Una tarde, cuando él le señaló a la mujer de la cafetería que iba todos los días a escribir sobre una libreta con ilustraciones infantiles, Victoria montó en cólera.
- ¿Por qué no escribes sobre ella? – le dijo -. ¿Qué pasa, que te gusta más que yo?
En un arranque de espontaneidad propia de una artista, tiró al suelo la cucharilla que sostenía hasta ese momento entre sus manos crispadas y le dijo a la mujer:
- ¡Ey, que mi chico te encuentra más interesante que a mí! ¿Quieres conocerle? Es un poco pesado, pero es buen chaval.
Y se marchó, taconeando con fuerza, mientras Jorge, rojo de vergüenza, toqueteaba las servilletas del bar, observando por una vez sólo sus propias manos.
Le costó un par de semanas de abstinencia calmar a Victoria. Durante un tiempo, se concentró en mirarla sólo a los párpados negruzcos y en escuchar, con toda la atención del mundo, sus poemas, que habían pasado a un plano un poco más alegre con la llegada de la primavera (como prometían sus obras anteriores) y que ahora tenían como tema el renacer de su mutilado corazón.
Está bien, se dijo, tal vez lo mejor con las mujeres sea callarme la boca.
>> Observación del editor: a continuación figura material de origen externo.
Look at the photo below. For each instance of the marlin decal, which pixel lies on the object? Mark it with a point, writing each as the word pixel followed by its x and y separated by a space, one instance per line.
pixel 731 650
Tiempo después, viajaba en uno de sus autobuses a ninguna parte y se quedó mirando a una familia que se sentaba junto a él. La madre sostenía a una niña con un vestido de flores y un lazo en el pelo. En el asiento delantero, el padre llevaba en brazos a otra niña vestida exactamente igual que la primera, y tan parecida que Jorge creyó que eran gemelas durante un rato. Después la que estaba con la madre empezó a canturrear, y Jorge se dio cuenta de que era mayor que la otra, que sólo balbuceaba.

Quiero mucho a mi papá
Quiero mucho a mi mamá
Quiero mucho a mis hermanos
Pero a Ti te quiero más,


Jorge supuso que se refería a Dios. La niña tenía una extraña nariz triangular, pero cuando eres pequeño no te importa demasiado la forma de tu cara, así que parecía feliz mientras canturreaba, una y otra vez, la misma letrilla.
Al día siguiente, Jorge había quedado con Victoria en la cafetería. Ella traía un papel arrugado en el que había escrito “Renacer IV”, su última contribución a la literatura contemporánea. Cuando desgranó, conmovida, la última palabra (muerte), Jorge suspiró profundamente.
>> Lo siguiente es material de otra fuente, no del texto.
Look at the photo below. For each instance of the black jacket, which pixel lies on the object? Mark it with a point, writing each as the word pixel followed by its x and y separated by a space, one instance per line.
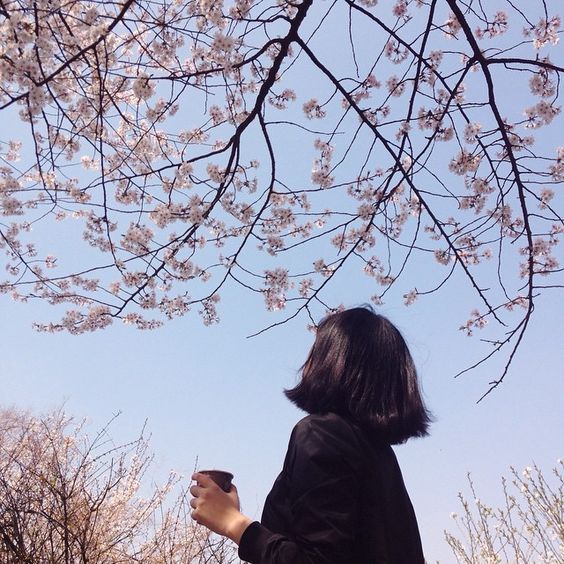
pixel 340 499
- ¿Sabes una cosa? – le dijo entonces -. Tengo una canción para ti. La aprendí ayer en el autobús.
Ella le miró, con las cejas arqueadas y tamborileando con las uñas en la mesa.
- ¿Sí? Vaya…
- ¿Quieres que te la cante?
- Mmmm… Claro.
Jorge cantó en voz baja, para no llamar la atención, pero despacio y procurando vocalizar bien, mirándola a los ojos para que ella supiera que era a ella a quien quería más.
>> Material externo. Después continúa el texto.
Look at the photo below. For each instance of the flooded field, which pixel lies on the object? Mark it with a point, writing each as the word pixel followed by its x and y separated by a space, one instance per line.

Cuando terminó, hubo unos segundos de silencio. Jorge atendió a los movimientos de la cara de ella. Victoria frunció el ceño, entrecerró los ojos y sacudió la cabeza, disgustada.
Al cabo de unos días, Jorge merodeaba otra vez solo por la ciudad. Seguía observando, pero esta vez buscaba algo distinto. Busco a una mirona, se dijo.